The survey recipients were asked to evaluate these factors in the same manner as the others.

Table 1
Survey Form for Factors Influencing the Adoption of PowerPay

Table One: Survey Form showing a five-point rating scale


For the purpose of data analysis, PowerPay users were categorized as "Extension," "Business," or "Military" users. Business users included both publicly funded organizations (e.g., Consumer Credit Counseling Service) and for-profit financial advisors. Table 2 summarizes the survey distribution and response patterns of the three categories. A single survey sent to a site license holder often resulted in multiple responses as individual users returned forwarded surveys. All site license holders returned at least one survey. A total of 244 surveys were returned.

Table 2
Survey Distribution and Response Patterns

Table Two: Survey Results, by Extension, Business, and Military

Table 3 summarizes the responses. For each client segment (Extension, Business, Military), the factors influencing adoption are listed in descending order according to the percentage of respondents listing that factor as having played a role, whether positive or negative, in the adoption of the PowerPay software.

Table 3
Contributing Factors Influencing Adoption

Table Three: Factors and percentage of respondents by category (Extension, Business, and Military)

Data Highlights

For each client segment, ease of use and product quality were the most significant factors influencing adoption of the PowerPay software.

The cost of the software was named as a factor by a higher percentage of respondents in the Business sector (74%) than of either Extension (45%) or Military (59%) respondents.

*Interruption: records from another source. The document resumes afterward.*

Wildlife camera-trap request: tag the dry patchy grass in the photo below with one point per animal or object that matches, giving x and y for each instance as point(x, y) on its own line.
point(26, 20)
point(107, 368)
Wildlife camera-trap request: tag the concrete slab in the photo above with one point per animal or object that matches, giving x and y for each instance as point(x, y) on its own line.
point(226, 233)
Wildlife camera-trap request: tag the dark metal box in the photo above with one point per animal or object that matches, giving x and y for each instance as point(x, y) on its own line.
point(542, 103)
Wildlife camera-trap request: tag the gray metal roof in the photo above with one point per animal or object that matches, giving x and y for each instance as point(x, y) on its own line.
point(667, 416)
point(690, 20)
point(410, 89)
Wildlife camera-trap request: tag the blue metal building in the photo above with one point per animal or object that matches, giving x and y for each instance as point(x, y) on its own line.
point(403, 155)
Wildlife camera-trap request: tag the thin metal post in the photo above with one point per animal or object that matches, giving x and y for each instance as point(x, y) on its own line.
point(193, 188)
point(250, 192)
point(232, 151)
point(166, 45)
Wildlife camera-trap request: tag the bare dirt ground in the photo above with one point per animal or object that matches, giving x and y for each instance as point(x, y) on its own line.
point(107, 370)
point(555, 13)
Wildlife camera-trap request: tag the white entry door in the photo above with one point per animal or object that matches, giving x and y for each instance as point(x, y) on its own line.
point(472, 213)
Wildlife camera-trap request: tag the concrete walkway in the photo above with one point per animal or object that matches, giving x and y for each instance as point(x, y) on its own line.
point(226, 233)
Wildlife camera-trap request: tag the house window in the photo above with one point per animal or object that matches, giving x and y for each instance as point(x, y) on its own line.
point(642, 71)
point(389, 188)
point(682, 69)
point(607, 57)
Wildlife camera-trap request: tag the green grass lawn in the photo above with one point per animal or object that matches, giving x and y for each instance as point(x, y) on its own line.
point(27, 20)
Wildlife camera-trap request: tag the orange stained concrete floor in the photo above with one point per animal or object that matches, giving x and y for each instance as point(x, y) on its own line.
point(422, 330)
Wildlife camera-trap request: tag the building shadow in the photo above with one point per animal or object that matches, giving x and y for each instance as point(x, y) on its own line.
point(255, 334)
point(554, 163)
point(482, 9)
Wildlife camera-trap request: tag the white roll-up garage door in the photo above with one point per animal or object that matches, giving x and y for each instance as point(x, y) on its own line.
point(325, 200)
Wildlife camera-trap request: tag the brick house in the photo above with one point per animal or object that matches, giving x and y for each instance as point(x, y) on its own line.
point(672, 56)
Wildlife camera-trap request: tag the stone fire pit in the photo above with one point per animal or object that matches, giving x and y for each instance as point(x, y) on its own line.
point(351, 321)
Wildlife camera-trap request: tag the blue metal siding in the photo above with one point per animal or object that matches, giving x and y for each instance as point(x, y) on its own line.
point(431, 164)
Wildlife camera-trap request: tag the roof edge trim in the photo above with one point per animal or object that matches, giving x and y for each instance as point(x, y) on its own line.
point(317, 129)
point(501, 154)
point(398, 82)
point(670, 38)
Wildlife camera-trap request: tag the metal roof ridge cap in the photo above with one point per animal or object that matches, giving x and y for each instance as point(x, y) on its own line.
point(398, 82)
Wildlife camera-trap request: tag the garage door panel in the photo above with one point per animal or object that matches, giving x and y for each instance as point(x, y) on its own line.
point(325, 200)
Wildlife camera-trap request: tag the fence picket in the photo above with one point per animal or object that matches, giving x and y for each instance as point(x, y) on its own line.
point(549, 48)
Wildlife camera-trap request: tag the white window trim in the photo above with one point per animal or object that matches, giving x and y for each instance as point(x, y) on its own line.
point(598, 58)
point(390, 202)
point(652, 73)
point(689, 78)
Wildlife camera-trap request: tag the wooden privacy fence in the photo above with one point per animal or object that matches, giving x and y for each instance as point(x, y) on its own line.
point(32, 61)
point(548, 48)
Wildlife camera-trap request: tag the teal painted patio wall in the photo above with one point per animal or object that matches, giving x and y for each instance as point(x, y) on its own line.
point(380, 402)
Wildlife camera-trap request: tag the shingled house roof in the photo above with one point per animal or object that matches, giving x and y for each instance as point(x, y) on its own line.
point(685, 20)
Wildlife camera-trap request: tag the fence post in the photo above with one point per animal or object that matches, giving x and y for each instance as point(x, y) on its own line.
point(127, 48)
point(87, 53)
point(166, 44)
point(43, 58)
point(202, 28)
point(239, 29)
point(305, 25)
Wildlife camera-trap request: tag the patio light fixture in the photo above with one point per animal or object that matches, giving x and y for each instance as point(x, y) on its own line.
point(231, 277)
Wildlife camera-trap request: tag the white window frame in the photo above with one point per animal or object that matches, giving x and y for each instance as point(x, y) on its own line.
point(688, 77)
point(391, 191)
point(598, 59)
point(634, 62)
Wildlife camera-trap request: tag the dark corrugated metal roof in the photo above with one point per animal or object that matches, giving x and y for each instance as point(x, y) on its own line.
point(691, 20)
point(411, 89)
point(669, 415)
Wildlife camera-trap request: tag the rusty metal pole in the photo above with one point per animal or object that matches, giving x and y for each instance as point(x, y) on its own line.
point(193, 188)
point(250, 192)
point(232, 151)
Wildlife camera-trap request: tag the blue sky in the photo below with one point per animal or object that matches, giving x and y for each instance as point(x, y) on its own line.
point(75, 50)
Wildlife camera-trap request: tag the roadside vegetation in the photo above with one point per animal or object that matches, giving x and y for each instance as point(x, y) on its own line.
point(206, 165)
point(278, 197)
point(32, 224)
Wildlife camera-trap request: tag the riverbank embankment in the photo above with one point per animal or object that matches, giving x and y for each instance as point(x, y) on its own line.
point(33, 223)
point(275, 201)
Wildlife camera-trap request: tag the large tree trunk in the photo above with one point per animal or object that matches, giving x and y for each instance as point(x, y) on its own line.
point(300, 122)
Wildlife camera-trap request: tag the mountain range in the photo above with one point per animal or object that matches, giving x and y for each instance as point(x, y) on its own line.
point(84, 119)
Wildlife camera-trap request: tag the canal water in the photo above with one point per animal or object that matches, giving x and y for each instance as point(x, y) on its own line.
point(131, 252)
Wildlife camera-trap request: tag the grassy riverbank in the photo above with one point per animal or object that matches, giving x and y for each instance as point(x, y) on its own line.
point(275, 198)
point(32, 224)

The influence of Administrative or Supervisory attitudes was named as a factor by a much higher percentage of Extension (55%) and Military (48%) respondents than by those in the Business segment (28%).

The capability of personalizing printouts with the local institution's name was not considered as important as the software developers had anticipated. Only in the Business sector did more than half of the respondents list this factor.

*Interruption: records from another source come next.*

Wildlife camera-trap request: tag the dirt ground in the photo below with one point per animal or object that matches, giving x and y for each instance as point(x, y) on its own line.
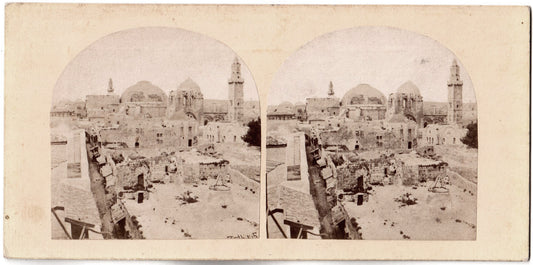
point(163, 216)
point(435, 216)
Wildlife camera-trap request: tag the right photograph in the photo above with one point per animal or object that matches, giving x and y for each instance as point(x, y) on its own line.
point(372, 135)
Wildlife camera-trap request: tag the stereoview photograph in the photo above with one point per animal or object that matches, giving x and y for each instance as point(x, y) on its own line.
point(372, 134)
point(155, 134)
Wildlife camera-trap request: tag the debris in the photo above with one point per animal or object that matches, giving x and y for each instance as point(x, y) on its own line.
point(406, 200)
point(187, 197)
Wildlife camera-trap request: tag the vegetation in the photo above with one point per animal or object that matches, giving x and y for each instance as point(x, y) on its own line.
point(253, 136)
point(471, 136)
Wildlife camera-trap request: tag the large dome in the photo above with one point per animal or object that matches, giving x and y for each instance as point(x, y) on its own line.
point(409, 88)
point(363, 94)
point(144, 91)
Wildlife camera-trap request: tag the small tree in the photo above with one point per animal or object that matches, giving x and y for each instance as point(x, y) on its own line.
point(253, 136)
point(470, 138)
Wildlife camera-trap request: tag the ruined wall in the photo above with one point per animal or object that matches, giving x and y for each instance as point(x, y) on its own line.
point(218, 132)
point(151, 133)
point(242, 180)
point(276, 153)
point(348, 176)
point(212, 170)
point(128, 174)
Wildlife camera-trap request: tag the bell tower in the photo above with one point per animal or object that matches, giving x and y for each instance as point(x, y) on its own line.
point(110, 89)
point(455, 95)
point(331, 93)
point(235, 92)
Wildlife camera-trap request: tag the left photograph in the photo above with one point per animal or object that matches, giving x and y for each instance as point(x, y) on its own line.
point(155, 134)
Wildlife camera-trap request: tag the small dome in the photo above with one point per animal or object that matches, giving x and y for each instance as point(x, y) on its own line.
point(363, 94)
point(285, 105)
point(409, 88)
point(189, 84)
point(144, 91)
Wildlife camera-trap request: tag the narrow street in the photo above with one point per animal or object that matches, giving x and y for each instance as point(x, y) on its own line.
point(317, 188)
point(98, 190)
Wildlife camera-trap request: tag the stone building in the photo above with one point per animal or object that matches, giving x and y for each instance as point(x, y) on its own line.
point(455, 95)
point(224, 132)
point(408, 102)
point(437, 134)
point(283, 111)
point(152, 132)
point(235, 93)
point(143, 100)
point(363, 103)
point(187, 101)
point(98, 106)
point(318, 109)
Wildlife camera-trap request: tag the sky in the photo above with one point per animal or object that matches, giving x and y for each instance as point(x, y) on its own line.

The fact that the software was not an in-house product was the least influential of all of the listed factors.

Discussion and Implications

The results of this evaluation survey suggest that well-crafted, relevant, and reasonably priced software products will be readily adopted by Extension clientele. Respondents from all three sectors listed these three categories as having the greatest influence upon their adoption of the PowerPay software.

Cost was a more important factor in the Business sector than it was for either Extension or Military users. This may be because Military and Extension users were more likely to have their PowerPay software due to an institutional site license and therefore received their copy at a reduced or zero cost.

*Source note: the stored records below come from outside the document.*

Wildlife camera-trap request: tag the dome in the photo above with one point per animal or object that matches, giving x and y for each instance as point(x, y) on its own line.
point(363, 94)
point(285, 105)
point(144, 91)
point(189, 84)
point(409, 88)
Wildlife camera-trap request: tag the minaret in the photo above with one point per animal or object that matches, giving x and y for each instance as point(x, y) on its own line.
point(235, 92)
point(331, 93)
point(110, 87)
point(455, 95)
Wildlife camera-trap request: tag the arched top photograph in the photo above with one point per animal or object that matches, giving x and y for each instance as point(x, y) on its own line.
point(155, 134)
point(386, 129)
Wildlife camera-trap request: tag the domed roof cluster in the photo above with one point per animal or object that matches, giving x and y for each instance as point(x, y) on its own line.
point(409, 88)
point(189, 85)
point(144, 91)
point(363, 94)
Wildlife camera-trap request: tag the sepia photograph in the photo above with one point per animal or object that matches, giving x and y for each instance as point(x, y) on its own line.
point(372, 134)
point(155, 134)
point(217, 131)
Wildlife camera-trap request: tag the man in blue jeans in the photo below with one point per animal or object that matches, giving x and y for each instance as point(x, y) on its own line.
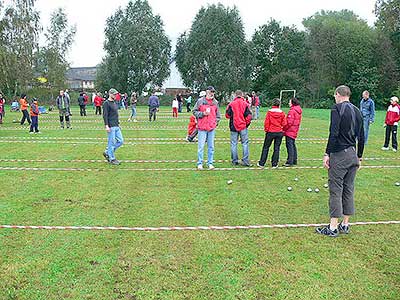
point(239, 116)
point(367, 108)
point(111, 122)
point(206, 110)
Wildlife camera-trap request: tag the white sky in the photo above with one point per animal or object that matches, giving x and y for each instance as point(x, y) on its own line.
point(90, 17)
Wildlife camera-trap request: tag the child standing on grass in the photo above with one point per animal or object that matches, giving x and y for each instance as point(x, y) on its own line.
point(275, 121)
point(175, 106)
point(34, 113)
point(391, 123)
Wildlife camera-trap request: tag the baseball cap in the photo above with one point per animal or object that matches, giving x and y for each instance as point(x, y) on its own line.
point(113, 92)
point(211, 88)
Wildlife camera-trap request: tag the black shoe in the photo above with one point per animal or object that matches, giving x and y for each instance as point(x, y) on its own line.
point(327, 231)
point(115, 162)
point(105, 154)
point(344, 229)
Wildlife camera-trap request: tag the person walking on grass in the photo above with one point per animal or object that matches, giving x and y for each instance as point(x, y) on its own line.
point(239, 116)
point(111, 122)
point(34, 113)
point(342, 160)
point(367, 108)
point(24, 109)
point(206, 111)
point(63, 105)
point(275, 121)
point(154, 104)
point(291, 130)
point(391, 123)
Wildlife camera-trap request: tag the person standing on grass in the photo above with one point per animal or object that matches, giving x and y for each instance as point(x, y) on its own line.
point(291, 130)
point(275, 121)
point(342, 160)
point(367, 108)
point(98, 102)
point(391, 123)
point(111, 122)
point(24, 109)
point(133, 107)
point(34, 117)
point(206, 111)
point(239, 116)
point(63, 105)
point(175, 106)
point(82, 105)
point(154, 104)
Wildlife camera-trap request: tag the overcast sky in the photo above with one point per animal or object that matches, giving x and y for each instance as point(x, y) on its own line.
point(90, 17)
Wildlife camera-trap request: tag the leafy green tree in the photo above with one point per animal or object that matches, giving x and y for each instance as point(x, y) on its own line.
point(215, 51)
point(19, 30)
point(137, 50)
point(51, 61)
point(281, 61)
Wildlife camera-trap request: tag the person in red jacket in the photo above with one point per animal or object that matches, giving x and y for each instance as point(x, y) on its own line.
point(275, 121)
point(239, 115)
point(291, 130)
point(391, 123)
point(98, 102)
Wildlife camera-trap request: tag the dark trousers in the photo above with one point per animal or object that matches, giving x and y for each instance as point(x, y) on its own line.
point(152, 113)
point(276, 137)
point(342, 173)
point(391, 129)
point(82, 110)
point(25, 116)
point(291, 150)
point(34, 124)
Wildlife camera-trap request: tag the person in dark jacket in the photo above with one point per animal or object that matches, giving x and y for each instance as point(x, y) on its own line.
point(111, 122)
point(239, 115)
point(82, 105)
point(291, 130)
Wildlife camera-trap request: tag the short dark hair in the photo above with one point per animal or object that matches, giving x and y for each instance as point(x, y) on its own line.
point(343, 90)
point(276, 102)
point(295, 101)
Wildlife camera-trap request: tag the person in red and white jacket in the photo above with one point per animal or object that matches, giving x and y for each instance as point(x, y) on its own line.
point(275, 121)
point(206, 111)
point(239, 115)
point(291, 130)
point(391, 123)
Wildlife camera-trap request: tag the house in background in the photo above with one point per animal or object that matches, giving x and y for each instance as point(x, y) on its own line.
point(81, 78)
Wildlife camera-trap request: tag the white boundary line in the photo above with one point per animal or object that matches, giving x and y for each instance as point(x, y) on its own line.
point(186, 228)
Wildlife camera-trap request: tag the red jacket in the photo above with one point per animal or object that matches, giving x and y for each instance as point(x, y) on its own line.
point(275, 120)
point(393, 114)
point(98, 101)
point(207, 122)
point(192, 125)
point(293, 122)
point(239, 115)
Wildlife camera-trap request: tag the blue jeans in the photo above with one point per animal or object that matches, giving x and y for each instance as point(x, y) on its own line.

Conversely, the attitude of Administrators and Supervisors was much less an influence in the Business sector compared to Extension and the Military. For Extension, this likely reflects the ability of specialists to direct technology adoption via budget or program development discretion.

The ability to personalize the PowerPay printouts to reflect the name of the facilitating organization was not nearly as important as the developers anticipated. Along the same lines, the fact that the software was not internally developed was deemed the least influential factor by all three categories of respondents.

Virtually all respondents were interested in purchasing the new version of the software. Their responses, therefore, would certainly be skewed towards a favorable view of the product. Nevertheless, their identification of factors that influenced their adoption of the technology offers useful insights for Extension professionals providing similar technology-based products to further the knowledge transfer mission.

The implication for Extension educators developing software for clientele use is straightforward: Concentrate on producing a quality product, and don't worry too much about organizational politics being a barrier to adoption of technology.


Callihan, R. H., Dobbins R. T.,& Carson S. L. (1993). WEEDS 2.0 expert system. University of Idaho, Moscow, ID.